The identical twins from east London will both make their senior debut for Great Britain and Northern Ireland today at the European Indoor Championships in the 400m and it seems entirely fitting that they will embrace the occasion together rather than apart.

Rewind nine years to Mayville Primary School and not a metre separated their initial excursion into the sporting sphere. “We had a track in our playground,” Laviai recounts. “And the first lunchtime it opened, we stepped on the track together.”

One was better. Then the other. A continual trade, borne out of natural athleticism. “Our teachers didn’t let us do more than one event on sports day,” Lina reveals. “We went to a girl’s school so it was kind of strange we were sporty. We were outsiders in that sense so it was nice we had each other.”

There was ready stimulus on their doorstep, however, as their home is about a five-minute drive from the Olympic Stadium in Stratford. As London 2012 approached, their applications to volunteer were eagerly submitted. They have come a long way since.

“I kit carried for Jessica Ennis-Hill in the 200m of the heptathlon,” Laviai recalls. “That changed our outlook on sport because the support that the British crowd gave to Jess was just incredible. We never took sport seriously, but once we saw that, that was the game-changer.

“That winter was when we started training. It was something that just clicked in our heads.”

Room-mates here in Belgrade, their training is still undertaken in tandem even if their academic interests have diverged since the pair achieved identical A-Level results, with Lina studying for a degree in chemistry and her sibling in geography. Otherwise, they are the proverbial peas in a pod, trading in-jokes in private code, completing each other’s sentences and profiting from a closeness deeply invested in mutual support.

Never once, Lina says, has one sulked or stropped at a loss in their head-to-head series. “I don’t feel like we compete against each other. It’s strange because when we go into the arena, it doesn’t feel like she’s my twin sister. You forget about it and focus on everyone in the race. When you’re competing against some big names – like against Zuzana Hejnova in Birmingham – it’s just the person in lane six.”

Laviai, the reigning European junior 400m champion, has the clearest hopes of an individual medal this weekend in an event where the top three in the rankings are all on sabbatical from the 400m hurdles. Eilidh Doyle is amongst them but will soon be challenged by Lina who will cross over with intent this summer in a quest to become the Scot’s successor-in-waiting.

“She took a lot of convincing,” Laviai confirms. “My coach and I were like, ‘Come on you need to do it’. We’ve got different strengths, I can move my legs a lot quicker but Lina has got bags of endurance, which is what you need in hurdles.”

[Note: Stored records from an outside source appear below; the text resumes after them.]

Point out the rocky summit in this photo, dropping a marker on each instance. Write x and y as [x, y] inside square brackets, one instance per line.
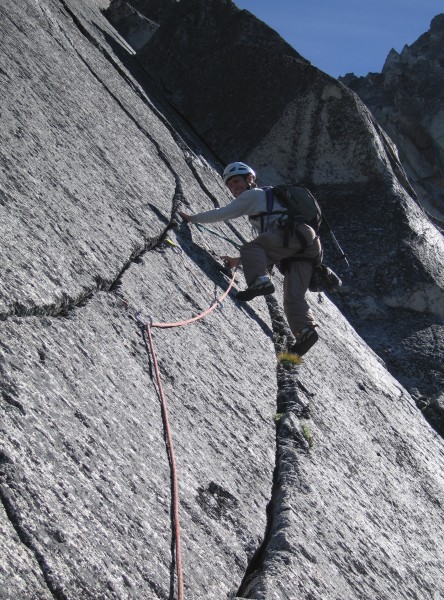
[408, 101]
[153, 445]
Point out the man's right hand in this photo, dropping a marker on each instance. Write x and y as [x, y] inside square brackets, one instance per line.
[231, 261]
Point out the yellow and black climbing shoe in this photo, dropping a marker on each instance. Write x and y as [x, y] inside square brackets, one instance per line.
[305, 340]
[261, 286]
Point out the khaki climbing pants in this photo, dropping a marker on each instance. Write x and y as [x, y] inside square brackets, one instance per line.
[266, 250]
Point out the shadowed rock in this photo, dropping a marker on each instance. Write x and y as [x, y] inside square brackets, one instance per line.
[261, 102]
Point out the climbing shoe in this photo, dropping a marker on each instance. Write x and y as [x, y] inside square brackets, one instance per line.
[304, 341]
[261, 286]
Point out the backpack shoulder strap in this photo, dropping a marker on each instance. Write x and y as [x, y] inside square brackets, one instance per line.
[270, 199]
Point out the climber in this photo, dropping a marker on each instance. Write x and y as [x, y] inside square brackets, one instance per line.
[258, 256]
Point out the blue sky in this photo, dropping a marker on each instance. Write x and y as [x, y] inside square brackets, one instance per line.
[346, 36]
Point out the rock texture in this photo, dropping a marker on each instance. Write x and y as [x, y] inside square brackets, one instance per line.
[295, 123]
[319, 481]
[407, 100]
[133, 26]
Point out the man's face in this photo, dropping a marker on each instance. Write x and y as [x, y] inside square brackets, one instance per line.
[238, 184]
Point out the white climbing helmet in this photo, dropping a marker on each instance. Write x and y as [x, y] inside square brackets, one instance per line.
[237, 169]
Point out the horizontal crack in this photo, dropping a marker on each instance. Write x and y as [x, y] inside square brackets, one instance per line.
[289, 441]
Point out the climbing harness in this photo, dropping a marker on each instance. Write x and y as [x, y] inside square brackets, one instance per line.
[146, 327]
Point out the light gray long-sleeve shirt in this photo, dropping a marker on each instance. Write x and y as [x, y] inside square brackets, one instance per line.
[250, 203]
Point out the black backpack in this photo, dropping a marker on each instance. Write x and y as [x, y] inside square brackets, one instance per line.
[301, 207]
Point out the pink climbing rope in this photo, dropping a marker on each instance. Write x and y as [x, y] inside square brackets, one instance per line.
[216, 304]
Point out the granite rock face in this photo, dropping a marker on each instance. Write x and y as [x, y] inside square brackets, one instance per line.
[133, 26]
[294, 123]
[407, 100]
[319, 481]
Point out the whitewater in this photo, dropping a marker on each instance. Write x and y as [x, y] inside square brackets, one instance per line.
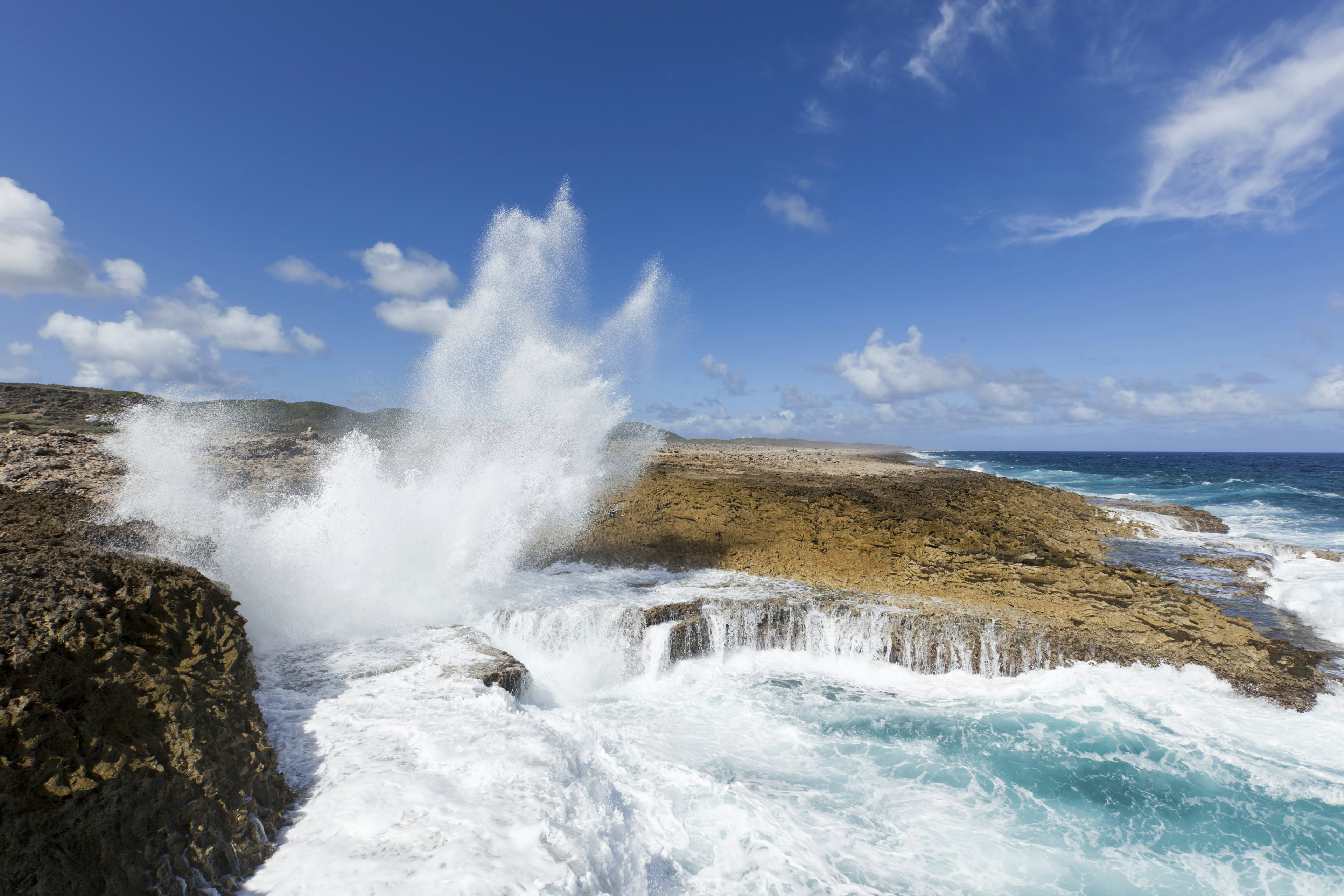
[616, 771]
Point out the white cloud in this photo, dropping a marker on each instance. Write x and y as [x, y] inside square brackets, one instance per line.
[733, 383]
[1248, 140]
[960, 22]
[307, 342]
[230, 328]
[904, 386]
[1327, 391]
[412, 276]
[816, 117]
[888, 371]
[176, 342]
[130, 351]
[300, 271]
[795, 399]
[200, 288]
[793, 210]
[37, 258]
[417, 316]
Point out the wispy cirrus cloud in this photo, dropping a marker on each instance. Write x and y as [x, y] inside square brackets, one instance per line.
[300, 271]
[733, 383]
[796, 211]
[174, 340]
[1248, 140]
[816, 117]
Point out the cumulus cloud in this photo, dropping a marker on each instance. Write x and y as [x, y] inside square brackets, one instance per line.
[130, 351]
[795, 399]
[888, 371]
[733, 383]
[17, 371]
[1246, 140]
[904, 386]
[37, 258]
[409, 279]
[300, 271]
[413, 274]
[416, 316]
[175, 342]
[307, 342]
[232, 327]
[816, 117]
[795, 210]
[1327, 391]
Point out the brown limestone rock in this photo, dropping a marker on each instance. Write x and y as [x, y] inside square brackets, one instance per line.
[990, 546]
[134, 757]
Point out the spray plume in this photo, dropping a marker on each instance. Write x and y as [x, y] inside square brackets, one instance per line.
[500, 465]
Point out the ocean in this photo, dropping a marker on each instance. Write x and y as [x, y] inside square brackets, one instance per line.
[812, 773]
[755, 773]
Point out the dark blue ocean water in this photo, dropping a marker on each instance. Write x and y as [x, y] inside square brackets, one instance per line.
[1289, 498]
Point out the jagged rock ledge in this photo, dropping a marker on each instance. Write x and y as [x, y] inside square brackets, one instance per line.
[980, 547]
[134, 757]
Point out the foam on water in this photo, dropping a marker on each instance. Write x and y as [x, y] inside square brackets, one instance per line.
[1297, 516]
[827, 768]
[772, 771]
[504, 460]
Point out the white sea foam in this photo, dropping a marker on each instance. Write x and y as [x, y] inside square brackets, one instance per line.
[1299, 580]
[504, 460]
[776, 771]
[828, 769]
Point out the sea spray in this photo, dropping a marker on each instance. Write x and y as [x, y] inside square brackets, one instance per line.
[500, 464]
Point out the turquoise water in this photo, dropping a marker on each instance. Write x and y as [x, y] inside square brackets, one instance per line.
[1289, 498]
[777, 774]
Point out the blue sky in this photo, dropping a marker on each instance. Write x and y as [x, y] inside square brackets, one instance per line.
[1115, 225]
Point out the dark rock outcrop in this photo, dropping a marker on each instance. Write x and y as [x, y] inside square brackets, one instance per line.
[500, 670]
[134, 757]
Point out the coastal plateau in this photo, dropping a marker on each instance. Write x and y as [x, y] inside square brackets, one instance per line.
[134, 757]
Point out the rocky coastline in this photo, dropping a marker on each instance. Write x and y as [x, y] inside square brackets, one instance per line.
[953, 547]
[134, 757]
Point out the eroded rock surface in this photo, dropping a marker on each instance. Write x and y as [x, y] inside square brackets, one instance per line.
[134, 757]
[988, 546]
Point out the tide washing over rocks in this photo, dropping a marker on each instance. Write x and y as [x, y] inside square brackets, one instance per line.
[504, 645]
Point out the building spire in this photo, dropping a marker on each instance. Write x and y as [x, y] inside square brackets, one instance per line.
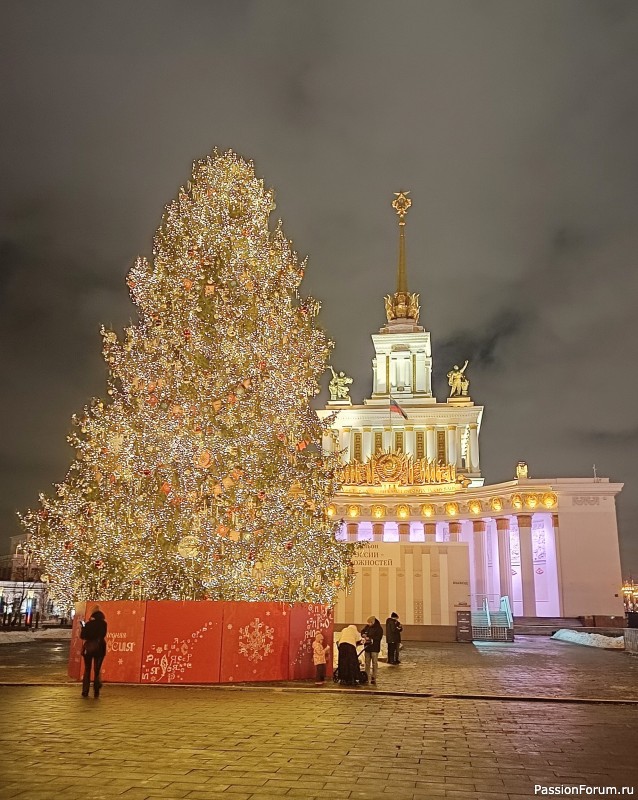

Doyle views the extra competition as healthy. “It’s great that she’s doing it,” the Olympic medallist acknowledges.

All three will link up come Sunday night when the British squad chase yet another 4x400m relay gold at these championships. “We always joke that the Nielsen family make up half the relay team,” Laviai says. Identically driven, that would seem a gag that’s destined to run and run.

Meanwhile Guy Learmonth wants to secure a medal in the 800m this weekend to prove his gamble to swap the lavish facilities of Loughborough for a rough and ready set-up around Berwick is destined to pay out. The 24-year-old has substituted UK Athletics base for running up hills and along the banks of the Tweed and with his career resuscitated, he hopes to produce in the Serb capital.

“It’s just to prove to myself that I can do it, to deliver a big performance,” he said. “It’s the next step up I need for my career and also to prove to myself, and other people, that the move home was right, that you can swim against the tide and do things your own way.”

Meanwhile UK Athletics have confirmed they will not cut ties with controversial coach Alberto Salazar, despite fresh allegations linking the American – and Mo Farah – to the misuse of prescription drugs, until an investigation by US anti-doping authorities is complete.

“Their statement was, that until an anti-doping process has been completed and the findings have been confirmed then we shouldn't make those assumptions,” UKA performance director Neil Black said. “And I think that is perfectly reasonable stance.”